On September 2, 1789, during its early session, Congress passed an act establishing the Department of the Treasury as one of the nation’s first executive departments. The legislation laid out a clear organizational structure: a Secretary of the Treasury (as department head), Comptroller, Auditor, Treasurer, Register, and an Assistant to the Secretary, to be appointed by the Secretary.
In the early years of the United States, fiscal stability was paramount. Many of the Treasury’s functions—financing war, managing revenue, and keeping accounts—were already being handled informally even before the Declaration of Independence. However, recognizing the necessity for formal financial governance under the new federal framework, the First Congress acted swiftly.
Shortly thereafter, on September 11, 1789, Alexander Hamilton, a Founding Father with experience as George Washington’s aide-de-camp and instrumental in the Constitution’s ratification, took the oath as the nation’s first Secretary of the Treasury. Hamilton brought an ambitious vision: to create a strong central government with stable finances.
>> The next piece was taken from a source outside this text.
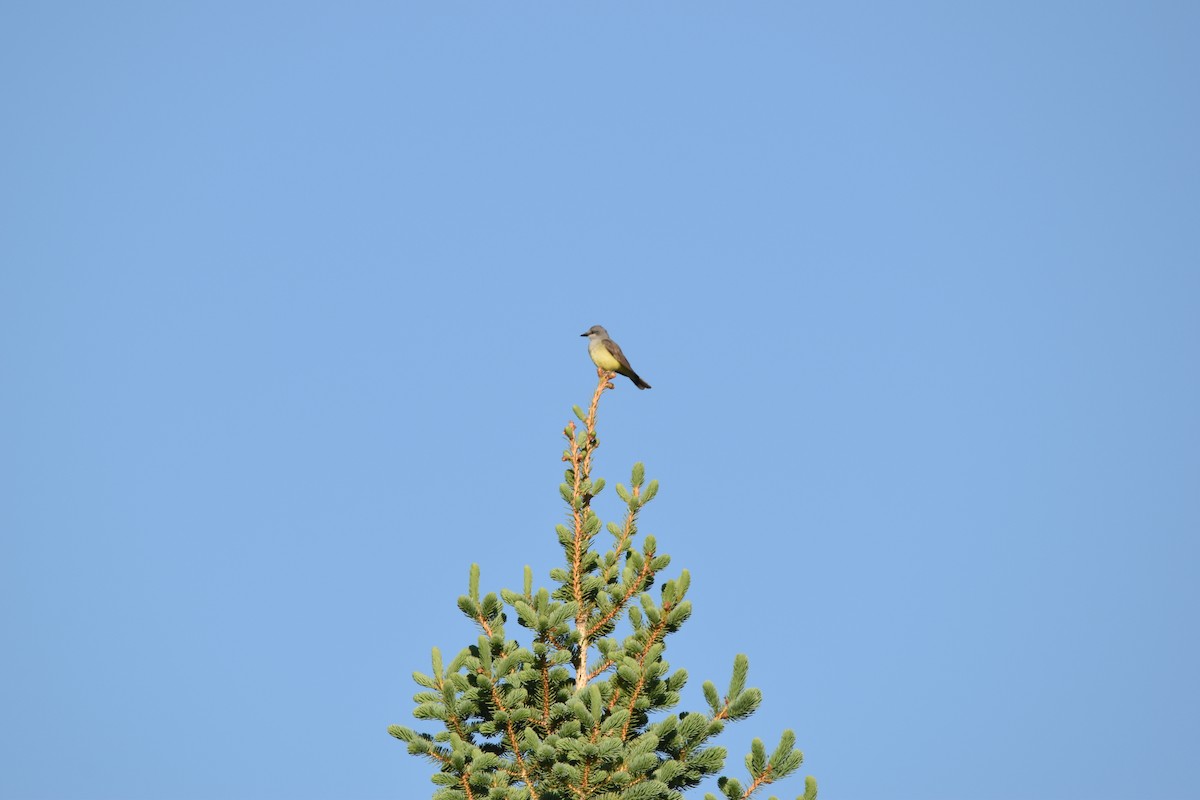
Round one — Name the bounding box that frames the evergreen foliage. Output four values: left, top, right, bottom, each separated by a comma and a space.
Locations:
390, 369, 816, 800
He proposed funding through customs duties, advocated the establishment of a national bank, and laid the foundations for the federal assumption of state war debts.
The new Department’s responsibilities were extensive from the outset. The Secretary was charged with designing plans to improve and manage revenue, drafting estimates of public income and expenditures, overseeing revenue collection, establishing accounting forms and systems, and issuing warrants for funds based on congressional appropriations. At its core, the Department anchored the young republic’s financial system, underpinning everything from fiscal order to building public credit.
Over time, the Treasury’s role broadened significantly—evolving from revenue collection and account-keeping to regulating national banks, printing currency, issuing securities, and shaping economic policy.
Yet, its inception in 1789, driven by Hamilton’s leadership and Congress’s foresight, marked a defining moment: the U.S. firmly committed to structured, centralized financial governance. The Department of the Treasury did more than manage money—it helped cement the foundation of the American republic.